Comment icon #16 Posted by danydandan 7 years ago
I'm pretty sure the Nanoflares paper cleared it up nicely.
Comment icon #17 Posted by Waspie_Dwarf 7 years ago
He's come to that conclusion by hugely misinterpreting a single fact. The fact: the temperature of the solar photosphere is around 6,000oC, As you move away from the photosphere into the corona the temperature rises to several million oC. This rise in temperature is not fully understood. The misinterpretation: The photosphere is the visible surface of the sun, the corona is the very tenuous atmosphere above the photosphere. The outside of the sun IS NOT hotter than the inside. As already pointed out the surface of the sun is only 6,000oC. The core of the sun is at 15 MILLIONoC, considerably ho... [More]
Comment icon #18 Posted by danydandan 7 years ago
I think the SI units you used are incorrect, I think you mean Kelvin not Degrees Celsius ? So traveling outwards from the Core, which 15.7 million degree Kelvin, then the Radiative Zone, which is between 2 and 7 million degree Kelvin, then the Convection Zone which is less that 2 million degree Kelvin, then finally the Photosphere 5778 degree Kelvin. I think most people who think the inside of the sun is cooler than the outside if the Sun have no clue what the difference between temperature and heat is. So for anyone who doesn't understand heat is the transfer of energy from a hotter system to... [More]
Comment icon #19 Posted by Waspie_Dwarf 7 years ago
Nit picking. With temperatures this high it makes no practical difference. 

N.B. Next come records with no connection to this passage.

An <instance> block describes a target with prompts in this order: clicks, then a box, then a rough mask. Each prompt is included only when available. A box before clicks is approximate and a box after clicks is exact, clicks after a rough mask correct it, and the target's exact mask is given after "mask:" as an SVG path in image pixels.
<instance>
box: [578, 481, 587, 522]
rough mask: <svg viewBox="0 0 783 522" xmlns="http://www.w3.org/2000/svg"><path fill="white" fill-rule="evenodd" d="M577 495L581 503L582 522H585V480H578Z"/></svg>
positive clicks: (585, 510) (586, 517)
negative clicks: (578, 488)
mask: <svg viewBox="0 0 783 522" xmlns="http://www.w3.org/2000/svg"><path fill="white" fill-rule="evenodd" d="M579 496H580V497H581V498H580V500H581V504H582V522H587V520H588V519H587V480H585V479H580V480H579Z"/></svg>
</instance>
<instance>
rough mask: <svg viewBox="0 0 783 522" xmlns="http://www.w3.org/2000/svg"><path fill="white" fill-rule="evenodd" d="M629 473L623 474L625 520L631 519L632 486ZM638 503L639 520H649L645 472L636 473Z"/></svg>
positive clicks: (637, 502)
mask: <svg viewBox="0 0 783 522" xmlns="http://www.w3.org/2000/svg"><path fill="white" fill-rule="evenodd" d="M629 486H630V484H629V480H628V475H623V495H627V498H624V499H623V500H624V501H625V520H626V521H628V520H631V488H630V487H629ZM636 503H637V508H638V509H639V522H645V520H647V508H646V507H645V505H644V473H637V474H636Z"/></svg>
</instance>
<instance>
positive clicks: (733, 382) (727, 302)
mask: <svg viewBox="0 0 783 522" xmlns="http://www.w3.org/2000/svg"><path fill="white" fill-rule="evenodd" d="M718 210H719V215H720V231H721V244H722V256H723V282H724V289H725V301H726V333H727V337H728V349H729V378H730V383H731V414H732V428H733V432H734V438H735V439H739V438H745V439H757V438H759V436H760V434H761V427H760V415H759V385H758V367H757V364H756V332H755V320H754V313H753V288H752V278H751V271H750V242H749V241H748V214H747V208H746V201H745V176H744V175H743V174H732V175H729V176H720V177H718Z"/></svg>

Comment icon #20 Posted by danydandan 7 years ago
Just spreading the love.
Comment icon #21 Posted by Waspie_Dwarf 7 years ago
Really. Try spreading factually correct love.
Comment icon #22 Posted by danydandan 7 years ago
I am hence the SI corrections. Edit: In retrospect, I must apologise as the difference between Kelvins and Celsius is negligible at these temperatures, as you stated and what I was doing was nitpicking. But it wasn't meant that way. So humblest apologies.